Prompts from Sometimes Sweet. Share a link to your own journal day post on Sometimes Sweet or in the comments below.
If you had a free pass to go back and change anything in your past, with the promise that it would only affect you positively, would you do it? And if so, what would you change?
I am warning you right now, this post is about to be cheesier than your grandmother’s macaroni.
In all fairness I must immediately admit that there have been times when a great deal of my thought energy has been spent rehashing events, wishing I could go back. In fact, about 2 years ago I very nearly had a breakdown worrying myself sick about whether my life decisions were “right” or not.
Thankfully I was saved by books. And Oprah. And teaching beautiful children.
There are at least 1.2 million events I would go back and change in my life, but it wasn’t until I accepted that it wasn’t going to happen that I found some peace.
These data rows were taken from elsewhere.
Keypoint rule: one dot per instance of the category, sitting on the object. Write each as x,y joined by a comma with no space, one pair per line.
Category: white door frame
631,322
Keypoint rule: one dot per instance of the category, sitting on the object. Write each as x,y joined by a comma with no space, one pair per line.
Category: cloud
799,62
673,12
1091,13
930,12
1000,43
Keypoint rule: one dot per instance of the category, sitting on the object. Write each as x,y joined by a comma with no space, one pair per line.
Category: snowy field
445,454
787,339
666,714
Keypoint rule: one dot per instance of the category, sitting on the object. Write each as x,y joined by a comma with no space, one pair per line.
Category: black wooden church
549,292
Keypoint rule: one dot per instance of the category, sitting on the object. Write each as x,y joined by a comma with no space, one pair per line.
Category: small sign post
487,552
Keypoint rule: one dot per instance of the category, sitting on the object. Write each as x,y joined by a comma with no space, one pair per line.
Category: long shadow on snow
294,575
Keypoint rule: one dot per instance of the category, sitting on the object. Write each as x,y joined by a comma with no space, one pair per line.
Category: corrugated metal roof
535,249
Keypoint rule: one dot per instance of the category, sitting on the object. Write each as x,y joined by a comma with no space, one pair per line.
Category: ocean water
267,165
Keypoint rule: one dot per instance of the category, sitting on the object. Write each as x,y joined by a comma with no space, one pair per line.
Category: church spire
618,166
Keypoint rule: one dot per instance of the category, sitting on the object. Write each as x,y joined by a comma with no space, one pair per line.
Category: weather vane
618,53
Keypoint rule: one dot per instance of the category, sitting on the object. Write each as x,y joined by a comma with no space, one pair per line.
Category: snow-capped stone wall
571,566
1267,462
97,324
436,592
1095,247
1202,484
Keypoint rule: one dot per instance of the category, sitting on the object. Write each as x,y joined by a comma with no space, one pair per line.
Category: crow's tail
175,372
So here’s how it happened. After a particularly self-hating day in which I’d scolded myself relentlessly for not being a famous author, an ass-kicking politician, a visionary chef, or a world traveler, I took a damn nap. And it felt like the longest, deepest sleep ever. It was more than sleep, it was like a spiritual time machine in which I slept for 26 years, relived my whole life, and having rubbed my eyes and re-oriented, realized I was in the exact same place I started from. It was as if I’d been given the chance to re-do it all, and chose the exact same path. Huh. It occurred to me then that, maybe, just maybe, I’m doing all right.